The National Park Service (NPS) and the International Union for the Conservation of Nature (IUCN) have established a partnership to support protected areas and national parks around the world. The first partnership action is the assigning of Mr. David Reynolds, the NPS Northeast Region Chief of Natural Resources and Science, to IUCN’s Global Protected Areas Programme for three and a half years to manage the organization’s Protected Area Capacity Development Programme. This will include working with other organizations to develop globally recognized professional standards for park rangers, managers and park system executives.
“David’s work will help build capacity for the IUCN Global Protected Areas Programme,” said National Park Service Director Jonathan B. Jarvis. “He will rely on his 33 years with the National Park to develop internationally recognized competency standards that will increase the ability of protected area staff to do their jobs under often difficult circumstances.”
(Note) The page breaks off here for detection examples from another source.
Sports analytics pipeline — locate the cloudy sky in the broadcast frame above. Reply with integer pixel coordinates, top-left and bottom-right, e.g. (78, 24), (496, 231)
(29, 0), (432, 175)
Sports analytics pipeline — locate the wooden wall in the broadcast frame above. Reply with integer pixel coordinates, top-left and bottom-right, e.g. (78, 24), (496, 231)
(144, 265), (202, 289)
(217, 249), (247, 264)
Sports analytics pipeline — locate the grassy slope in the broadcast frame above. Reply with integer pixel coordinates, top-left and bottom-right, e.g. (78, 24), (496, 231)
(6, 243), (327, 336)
Over the next few years, the relevance of protected areas will be a significant subject of discussion through IUCN’s World Conservation Congress in 2012, the IUCN World Parks Congress in 2014 and ongoing discussions in the Convention on Biological Diversity. Reynolds will conduct his work from Medford, New.Jersey, with occasional travel to parks and protected areas and training centers around the world.
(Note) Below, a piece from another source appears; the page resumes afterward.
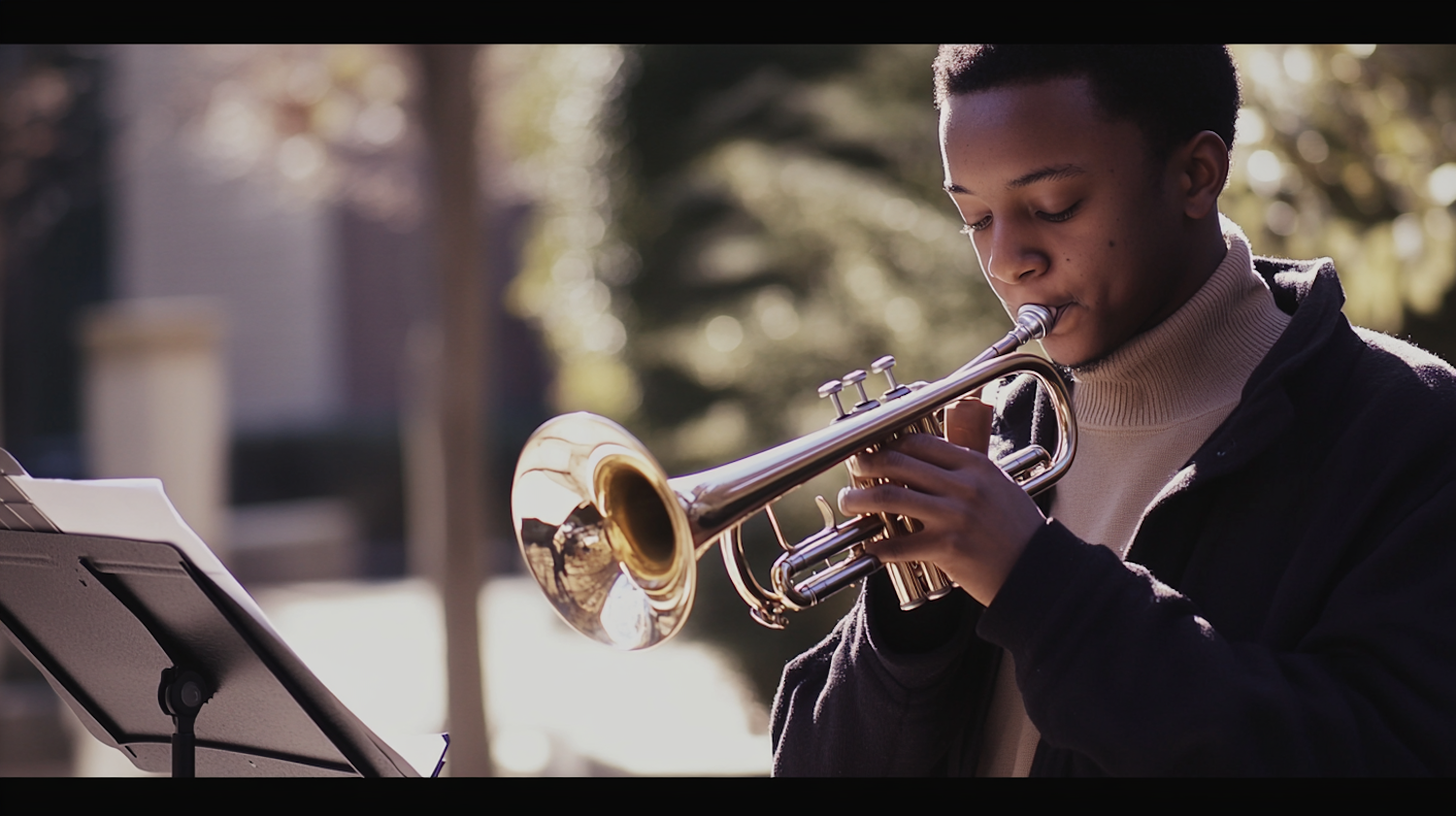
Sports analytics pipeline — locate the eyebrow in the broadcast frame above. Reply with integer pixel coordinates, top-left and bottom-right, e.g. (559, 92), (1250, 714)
(945, 164), (1086, 195)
“We are absolutely delighted with this support from one of our IUCN member organizations”, said Trevor Sandwith, Director of IUCN’s Global Protected Area Programme. "Capacity development is one of the key requirements for national governments to manage their protected area systems effectively. David will take responsibility for working across IUCN’s regions, themes and commissions to build competent protected area professionals and institutions. We hope this will lead to a globally recognized professional qualification in protected area management and ultimately to protected area systems themselves as being certified as being managed at the highest professional levels.”
The new post is a return to his earliest days in the international work, Reynolds said. “I worked in parks in West and Central Africa in the Peace Corps in the mid 1970’s, began my NPS career in the National Park Service’s International Affairs Office back in 1978 and have kept involved with international assignments over the years, so I’m in a familiar environment.”
Reynolds said, “I’m looking forward to the challenge of working with the world conservation community to develop a comprehensive program benefiting field rangers and protected area system managers alike. Many countries don’t have the financial resources or the basic equipment, such as computers and transportation, to support strong training programs. So this Programme must meet the training needs of individuals working in parks and protected areas in diverse situations while setting professional standards that training centers and other institutions around the world will value and use.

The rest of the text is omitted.